I think the person who truly understands my diet (or the lack of it) besides Koibito is Mam. I almost always eat with her in uni and do I ever eat like a sissy diet girl? NO! I get ......... when those, especially my close ones think that I do. I mean, do you know how many YEARS I have never worn a short skirt or pants to outings just because my legs are TOO fat? Do you know how it feels when you can't really find clothes during Chinese New Year and have to resort to clothes that you didn't really like but they fit better than those that were on the mannequin? *sob Sometimes, i think people should start being more empathetic.:<
And just like I said, it was a gradual loss (over 11 months!!!!!111).
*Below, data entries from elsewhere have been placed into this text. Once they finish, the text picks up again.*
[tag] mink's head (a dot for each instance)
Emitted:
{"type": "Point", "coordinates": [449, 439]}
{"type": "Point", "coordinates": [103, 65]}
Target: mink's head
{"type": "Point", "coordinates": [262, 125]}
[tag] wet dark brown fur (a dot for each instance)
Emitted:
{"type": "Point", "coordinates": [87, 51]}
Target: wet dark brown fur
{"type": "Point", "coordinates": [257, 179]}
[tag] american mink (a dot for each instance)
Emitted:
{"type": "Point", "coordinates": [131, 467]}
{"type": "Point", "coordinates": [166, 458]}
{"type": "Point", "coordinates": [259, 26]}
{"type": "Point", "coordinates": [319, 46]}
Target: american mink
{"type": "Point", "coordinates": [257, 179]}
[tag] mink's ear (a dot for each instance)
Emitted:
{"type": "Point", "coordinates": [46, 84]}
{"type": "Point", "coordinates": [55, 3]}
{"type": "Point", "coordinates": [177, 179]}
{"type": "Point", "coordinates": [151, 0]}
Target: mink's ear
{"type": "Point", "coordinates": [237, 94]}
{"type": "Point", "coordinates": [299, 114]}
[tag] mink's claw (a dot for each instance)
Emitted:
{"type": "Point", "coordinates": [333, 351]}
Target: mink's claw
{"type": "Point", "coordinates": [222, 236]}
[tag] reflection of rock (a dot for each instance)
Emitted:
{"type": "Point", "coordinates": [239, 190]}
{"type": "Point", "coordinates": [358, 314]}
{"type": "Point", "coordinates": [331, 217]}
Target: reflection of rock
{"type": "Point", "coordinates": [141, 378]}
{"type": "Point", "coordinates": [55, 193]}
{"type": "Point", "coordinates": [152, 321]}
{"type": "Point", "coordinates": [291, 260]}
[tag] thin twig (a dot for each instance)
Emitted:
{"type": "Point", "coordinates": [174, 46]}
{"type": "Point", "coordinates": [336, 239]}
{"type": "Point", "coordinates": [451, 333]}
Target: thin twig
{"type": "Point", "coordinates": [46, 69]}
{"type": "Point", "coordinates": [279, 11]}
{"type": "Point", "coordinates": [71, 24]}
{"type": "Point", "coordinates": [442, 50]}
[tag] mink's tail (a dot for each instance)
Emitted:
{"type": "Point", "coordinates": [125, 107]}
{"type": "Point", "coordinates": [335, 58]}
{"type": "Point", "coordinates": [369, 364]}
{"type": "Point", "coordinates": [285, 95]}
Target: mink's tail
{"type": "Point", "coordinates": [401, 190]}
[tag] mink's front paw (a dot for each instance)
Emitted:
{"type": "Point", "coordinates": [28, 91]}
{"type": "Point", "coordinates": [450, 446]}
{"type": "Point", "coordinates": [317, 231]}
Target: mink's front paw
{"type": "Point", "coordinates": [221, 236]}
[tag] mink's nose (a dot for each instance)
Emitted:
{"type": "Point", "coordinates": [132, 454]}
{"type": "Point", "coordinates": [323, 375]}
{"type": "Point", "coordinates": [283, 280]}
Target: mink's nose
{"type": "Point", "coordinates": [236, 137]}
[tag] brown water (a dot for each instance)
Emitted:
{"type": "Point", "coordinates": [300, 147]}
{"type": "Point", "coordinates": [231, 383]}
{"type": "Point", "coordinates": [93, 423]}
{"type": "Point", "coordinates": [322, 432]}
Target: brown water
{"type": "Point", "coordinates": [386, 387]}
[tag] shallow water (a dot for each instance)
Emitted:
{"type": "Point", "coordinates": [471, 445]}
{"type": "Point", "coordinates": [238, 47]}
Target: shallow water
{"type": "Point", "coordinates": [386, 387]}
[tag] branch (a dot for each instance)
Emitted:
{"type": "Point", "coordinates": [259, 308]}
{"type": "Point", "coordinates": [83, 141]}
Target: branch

It's just that no one really paid attention. I didn't just wake up one day and lost 4.5 Kilos. And YES, it's ONLY that much.
See, i knew this post would sound weird.:/ I've been in my worst state, that's why I never ever want my friends to be where I was. That's why you never see me encouraging someone to eat when i know they've already eaten or it's near bedtime.
Like I said, I only listen half the time to koibito, but does that stop him from advising me? A lifestyle, is a very elusive thing to grasp. You don't just understand your body overnight. It takes time, and gradualness. That's why you don't see me looking fab like Megan Fox or whatever. And my legs are still pudgy, just that they AREN'T AS pudgy. And I'm happy.
Okay, coming to the end of post, I really hope people could understand ~~
P/S: This is totally irrelevant but i just saw this quote
"The True Measure of a man is how he treats someone who can do him absolutely no good."